Войско Аз ад-Дина переходило Иордан, и это было красиво. Даниэль редко задумывался о такой грозной красоте, но сейчас он не мог не восхищаться, глядя, как всадники на прекрасных лошадях пересекают реку, подбодряя скакунов громкими криками. Лоснились шкуры, летели брызги, сверкая алмазной россыпью в солнечных лучах, и все цвета казались сочными, словно отмытыми. Брод здесь был неглубок, а уровень воды в Иордане в это время года – низок. Иордан, бравший начало в горах и впадавший в Галилейское море, покидал его несколько более соленым, чем в истоках; зато рыба тут водилась превосходная. Не зря же именно здесь рыбачили Петр и Андрей, прежде чем их призвал Христос. Здесь они ловили и бросали в старые корзины пучеглазую полосатую рыбу, которую теперь зовут рыбой святого Петра[17].

Держа в поводу Айшу, Даниэль помог Александре переправиться на западный берег реки; все прошло хорошо, дама даже не замочила ног. Войско задержалось совсем ненадолго, чтобы напоить коней, а затем двинулось дальше по берегу озера, забирая на север, дабы подойти к Тиверии.

Через некоторое время, обогнув скалу, закрывавшую вид на озеро, Даниэль усмотрел вдалеке столбы дыма и услышал, как за спиною тихо ахнула Александра.

До этого Даниэль вообще не мог почти ни о чем думать, кроме как о том, удастся ли еще раз остаться с нею наедине или нет, однако при виде дыма эти мысли вылетели из головы.

Тиверия была в осаде, это понятно. Прозвучал приказ, лошади перешли на рысь. Грохоча, как повозка, нагруженная камнями в бочках, войско Аз ад-Дина устремилось к городу, дабы прийти на помощь основным силам Салах ад-Дина.

Направляя Джанана за жеребцом аль-Навида, Даниэль напряженно размышлял. Выходит, он своими руками отдает Александру в руки врагов, тогда как сам почти свободен. Хорошо, что графиня об этом не догадывается. Когда она заговорила о том, что Даниэль в любую минуту может уйти, то была права. Он мог, но его держал долг и любовь. Любовь, от которой вскоре не останется камня на камне.
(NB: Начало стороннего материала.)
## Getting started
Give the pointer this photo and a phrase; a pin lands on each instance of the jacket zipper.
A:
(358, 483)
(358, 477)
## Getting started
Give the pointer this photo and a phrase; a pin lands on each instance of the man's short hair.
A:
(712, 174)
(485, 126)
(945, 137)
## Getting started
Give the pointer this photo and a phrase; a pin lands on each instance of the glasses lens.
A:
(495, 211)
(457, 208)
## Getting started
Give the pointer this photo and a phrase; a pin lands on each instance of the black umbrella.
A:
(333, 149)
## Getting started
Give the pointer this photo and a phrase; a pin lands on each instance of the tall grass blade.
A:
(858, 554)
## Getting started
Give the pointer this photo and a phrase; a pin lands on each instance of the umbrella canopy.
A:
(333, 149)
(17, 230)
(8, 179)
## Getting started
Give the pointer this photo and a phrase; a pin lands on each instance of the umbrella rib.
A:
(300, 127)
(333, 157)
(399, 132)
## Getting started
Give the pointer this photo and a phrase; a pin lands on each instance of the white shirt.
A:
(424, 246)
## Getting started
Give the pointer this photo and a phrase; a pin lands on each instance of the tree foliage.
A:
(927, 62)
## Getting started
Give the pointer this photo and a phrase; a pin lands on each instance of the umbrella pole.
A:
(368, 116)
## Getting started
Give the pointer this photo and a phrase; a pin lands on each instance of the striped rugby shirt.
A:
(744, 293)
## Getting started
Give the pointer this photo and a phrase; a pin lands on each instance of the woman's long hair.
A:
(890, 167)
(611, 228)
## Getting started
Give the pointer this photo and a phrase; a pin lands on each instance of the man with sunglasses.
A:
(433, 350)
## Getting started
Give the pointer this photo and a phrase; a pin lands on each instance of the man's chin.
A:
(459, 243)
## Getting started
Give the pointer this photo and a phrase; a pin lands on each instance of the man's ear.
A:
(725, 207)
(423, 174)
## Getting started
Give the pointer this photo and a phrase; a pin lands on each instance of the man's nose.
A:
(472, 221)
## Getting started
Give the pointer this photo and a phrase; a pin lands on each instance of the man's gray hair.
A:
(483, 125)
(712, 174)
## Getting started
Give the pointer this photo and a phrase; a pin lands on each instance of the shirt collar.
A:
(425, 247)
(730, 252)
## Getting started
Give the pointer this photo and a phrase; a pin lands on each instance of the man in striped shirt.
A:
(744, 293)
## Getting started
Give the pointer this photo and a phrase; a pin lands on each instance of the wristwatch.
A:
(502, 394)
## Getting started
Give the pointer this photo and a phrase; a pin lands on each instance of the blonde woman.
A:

Салах ад-Дин – не тот человек, который причинит зло даме; хотя осадил же вот Тиверию, а в городе лишь графиня Эшива. Раймунд у Сефории, вместе с остальной армией и своими пасынками, а его супруга оставалась в Тиверии, насколько Даниэль знал. Новости в Святой Земле имели скверную привычку меняться несколько раз в день. К тому же вору не полагалось особо ими интересоваться, и это правило Даниэль нарушал. И хорошо, что леди Александра не представляет насколько.

Ему было неприятно, что приходится умалчивать и не сообщать ей многие вещи (если бы она спросила, а он решил ответить, то Даниэль многое мог бы ей порассказать), однако вскоре все это станет неважно. Пусть лучше потом вспоминает его как обманщика, чем томится всю жизнь. Мир жесток, и не следует искушать себя, полагая, будто он может быть добр к кому-либо.


Аз ад-Дин опоздал: к тому моменту, когда его часть войска достигла Тиверии, город уже был взят. Святой град, лежавший на древнем караванном пути, исходил дымом, как иные полыхают ненавистью. Тут и там ревели пожары, повсюду были мусульманские воины, и, увидев войско, которое собралось у стен Тиверии, Даниэль лишь покачал головой.

Людская масса колыхалась, словно еще одно море, возникшее рядом с Галилейским. Салах ад-Дин собрал больше двадцати тысяч на этих берегах, и все это свидетельствовало лишь об одном: теперь он не остановится. Никакое заступничество Раймунда или барона д’Ибелина, также считавшего Салах ад-Дина другом, не могло теперь помешать столкновению войск. Наверняка уже летят гонцы к Сефории и несут весть о том, что Тиверия пала. Даниэль подумал, что желал бы сейчас оказаться подальше отсюда, но два цепных пса, долг и любовь, по-прежнему охраняли его решимость.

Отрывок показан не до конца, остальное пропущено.